Pour les peuples et les dirigeants des années 1970, il était évident que les profits engendrés par l’explosion des prix de l’or noir à la suite des chocs pétroliers de 1973 et 1979 avaient vocation à être, en grande partie, socialisés. (...)
C’est ainsi que les richesses pharaoniques générées par l’explosion du cours de l’or noir, ce prix tant convoité, échappèrent aux majors et à leurs propriétaires.
Fort mécontents, ces derniers se promirent qu’on ne les y reprendrait plus. (...)
À partir des années 1980, les compagnies pétrolières, ces grandes multinationales du 20e siècle, mirent tout leur pouvoir derrière un projet de réécriture des règles du jeu économique international, qui devait assurer leur prospérité. (...)
La concurrence internationale, d’abord, devait garantir qu’aucun État ne vienne trop lourdement taxer les profits. (...)
L’essor des paradis fiscaux, ensuite (...)
Concrètement, là où 90% de la rente pétrolière se voyait socialisée dans les années 1970, les deux tiers de cette dernière atterrissent dans la poche des actionnaires aujourd’hui. (...)

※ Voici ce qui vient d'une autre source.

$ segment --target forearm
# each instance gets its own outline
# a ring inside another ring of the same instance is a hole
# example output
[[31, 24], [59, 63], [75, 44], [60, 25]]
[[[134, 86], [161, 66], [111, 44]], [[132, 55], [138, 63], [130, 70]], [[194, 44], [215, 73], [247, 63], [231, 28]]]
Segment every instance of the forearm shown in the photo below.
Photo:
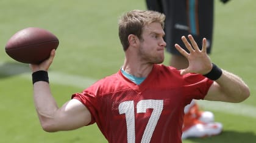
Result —
[[224, 70], [221, 76], [215, 81], [219, 85], [221, 92], [226, 96], [227, 102], [240, 102], [250, 95], [247, 85], [238, 76]]
[[48, 127], [49, 120], [53, 119], [58, 106], [51, 93], [49, 85], [44, 81], [38, 81], [34, 84], [35, 106], [43, 128]]

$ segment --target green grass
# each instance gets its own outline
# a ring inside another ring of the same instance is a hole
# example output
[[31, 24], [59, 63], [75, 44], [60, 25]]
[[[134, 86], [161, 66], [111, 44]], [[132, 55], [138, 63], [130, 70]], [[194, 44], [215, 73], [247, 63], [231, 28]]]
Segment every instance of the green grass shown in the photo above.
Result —
[[[216, 1], [215, 3], [211, 59], [244, 79], [251, 88], [251, 96], [243, 104], [256, 107], [256, 16], [254, 14], [256, 2], [230, 1], [223, 5]], [[1, 1], [0, 142], [107, 142], [96, 125], [71, 131], [43, 131], [34, 106], [32, 83], [27, 76], [29, 68], [10, 59], [4, 52], [5, 44], [12, 35], [24, 28], [48, 29], [60, 40], [51, 72], [100, 79], [116, 72], [123, 62], [124, 55], [118, 37], [118, 18], [127, 10], [145, 8], [144, 1], [137, 0]], [[166, 56], [164, 63], [168, 64], [169, 55]], [[83, 89], [82, 85], [55, 82], [51, 85], [60, 106], [70, 99], [72, 93]], [[255, 118], [213, 111], [216, 121], [224, 125], [222, 133], [183, 142], [256, 141]]]

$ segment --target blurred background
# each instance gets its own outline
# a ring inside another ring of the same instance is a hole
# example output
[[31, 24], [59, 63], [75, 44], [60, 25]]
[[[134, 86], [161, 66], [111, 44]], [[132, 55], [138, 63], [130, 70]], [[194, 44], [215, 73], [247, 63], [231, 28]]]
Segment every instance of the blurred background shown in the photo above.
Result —
[[[200, 102], [223, 124], [218, 136], [183, 142], [255, 142], [256, 141], [256, 1], [215, 1], [213, 47], [210, 58], [240, 76], [251, 96], [241, 104]], [[49, 70], [52, 92], [59, 106], [96, 80], [116, 72], [124, 53], [118, 20], [133, 9], [146, 10], [144, 1], [0, 1], [0, 142], [107, 142], [96, 125], [70, 131], [44, 132], [32, 99], [28, 64], [5, 53], [8, 39], [29, 27], [47, 29], [60, 45]], [[165, 64], [170, 55], [166, 53]]]

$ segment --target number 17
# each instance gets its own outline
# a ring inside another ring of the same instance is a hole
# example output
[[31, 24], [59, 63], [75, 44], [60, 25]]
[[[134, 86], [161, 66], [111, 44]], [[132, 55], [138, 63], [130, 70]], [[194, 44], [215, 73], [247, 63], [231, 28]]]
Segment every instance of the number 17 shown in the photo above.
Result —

Paradoxe accablant : alors qu’il n’a jamais été aussi urgent d’arrêter l’extraction d’énergie fossile au profit de sources décarbonées, les profits que les acteurs économiques privés peuvent tirer de cette activité n’ont jamais été aussi fabuleux. (...)
Les prix de l’essence augmentent certes, mais – différence fondamentale avec les années 1970 – nombreux sont ceux qui, dans l’Amérique chère à Trump, y trouvent in fine leur compte.
On peut difficilement comprendre la durée de la guerre en Iran si l’on ignore cette sinistre arithmétique. (...)
Il ne s’agit pas là d’une fatalité mais d’un choix politique. La solution la plus efficace consisterait à imposer les superprofits mondiaux des entreprises extractives, difficiles à manipuler, et non ceux qu’elles prétendent « réaliser » en France, qu’elles parviennent sans mal à réduire à peau de chagrin. (...)
Comme leurs prédécesseurs du 20e siècle, les profiteurs de guerre doivent payer.